On March 27, 2024, the U.S. Department of Treasury (“Treasury”) released a report on Managing Artificial Intelligence-Specific Cybersecurity Risks in the Financial Services Sector (the “Report”). The Report was released in response to President Biden’s Executive Order (“EO”) 14110 on Safe, Secure, and Trustworthy Development and Use of Artificial Intelligence, which spearheaded a government-wide effort to issue Artificial Intelligence (“AI”) risk management guidelines consistent with the White House’s AI principles.
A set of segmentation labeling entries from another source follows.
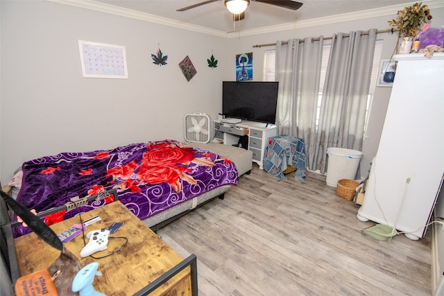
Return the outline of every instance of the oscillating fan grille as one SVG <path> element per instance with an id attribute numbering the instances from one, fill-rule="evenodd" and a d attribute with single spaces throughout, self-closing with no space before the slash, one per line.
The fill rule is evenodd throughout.
<path id="1" fill-rule="evenodd" d="M 211 139 L 211 119 L 204 113 L 185 115 L 185 140 L 208 143 Z"/>

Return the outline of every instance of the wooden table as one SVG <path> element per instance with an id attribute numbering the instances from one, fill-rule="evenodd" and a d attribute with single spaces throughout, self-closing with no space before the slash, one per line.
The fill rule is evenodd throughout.
<path id="1" fill-rule="evenodd" d="M 82 266 L 94 261 L 99 263 L 99 272 L 103 275 L 94 279 L 93 284 L 97 291 L 108 296 L 133 295 L 182 261 L 179 254 L 119 201 L 82 214 L 82 219 L 85 220 L 95 216 L 101 220 L 88 226 L 85 235 L 92 230 L 108 229 L 113 223 L 121 222 L 123 225 L 110 236 L 125 236 L 128 240 L 127 245 L 118 252 L 100 259 L 80 256 L 84 246 L 81 234 L 65 243 L 66 249 L 77 256 Z M 51 227 L 56 234 L 60 234 L 78 223 L 80 220 L 76 216 Z M 109 240 L 108 249 L 93 256 L 105 256 L 124 243 L 124 239 Z M 60 254 L 34 233 L 15 238 L 15 243 L 21 276 L 47 268 Z M 187 266 L 151 295 L 191 295 L 190 272 L 191 268 Z"/>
We recently hosted Todd Conklin, the Chief Artificial Intelligence Officer and Deputy Assistant Secretary of Cyber at Treasury, to discuss the Report. In Part 1 of this Debevoise Data Blog series, we address the Report’s coverage of the state of AI regulation and best practices recommendations for AI risk management and governance. Part 2 will cover the Report’s assessment of uses of AI in cybersecurity and fraud protection, AI cybersecurity risks, cybersecurity best practices recommendations, and challenges and opportunities for the financial sector.
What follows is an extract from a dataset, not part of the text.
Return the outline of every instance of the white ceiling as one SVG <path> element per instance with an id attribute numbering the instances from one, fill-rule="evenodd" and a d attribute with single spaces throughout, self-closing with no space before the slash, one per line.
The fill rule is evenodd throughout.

Report Scope, Methodology, and Definitions

The Report is a digest of AI use cases, threat and risk trends, governance and cybersecurity best practice recommendations, and challenges and opportunities for financial institutions. To obtain a comprehensive understanding of AI use in the financial sector, Treasury conducted 42 in-depth interviews with a broad range of industry stakeholders, including financial institutions, trade associations, IT firms, data providers, payment service providers, cybersecurity and anti-fraud companies that use AI features in their services, and regulatory advocacy groups.

The Report adopts the definition of AI set forth in the EO.[1] Notably, however, interviews revealed that there is no common AI lexicon—participants disagreed about the meaning of “AI” and other terms, including “hallucination,” and “prompt” or “response,” as well as the appropriateness of the use of these terms when applied to this technology.

Existing Regulatory Landscape and Best Practices

In its Report, Treasury outlines the current regulatory landscape applicable to the use of AI in cybersecurity and fraud management by financial services firms. These regulatory expectations, in turn, closely track best practices shared by participating financial institutions for mitigating AI-related cyber and fraud risks.

Designing and Implementing AI Risk Management Frameworks

Participating financial institutions reported adopting different approaches to designing the structure and substance of AI risk management frameworks.

  • Structure: The Report highlights two structures interviewed stakeholders recommended for AI risk management frameworks.

○ Vertical integration. This approach vertically integrates AI risk management within the broader enterprise risk management program, along three “lines of defense.” The first line, the business line, is responsible for managing risk associated with the use of AI in business offerings. The second line is the corporate risk management line, which supports the business line with compliance management systems and risk management structures and escalates information and decisions to management. The third line, audit, ensures that appropriate monitoring, controls, and reporting structures are in place.

○ Principles-based approach. In the alternative, the NIST Risk Management Framework (“RMF”) suggests a principles-based approach, where senior leaders determine overall goals, values, and policies for enterprise risk and design AI risk management frameworks to implement such principles.

  • Substance: Interviewed financial institutions reported that they developed such AI risk management frameworks by adapting existing guidelines such as NIST’s RMF, OECD AI Principles, and Open Worldwide Application Security Project AI Security and Privacy Guide. However, other participants reported developing bespoke approaches by leveraging existing principles.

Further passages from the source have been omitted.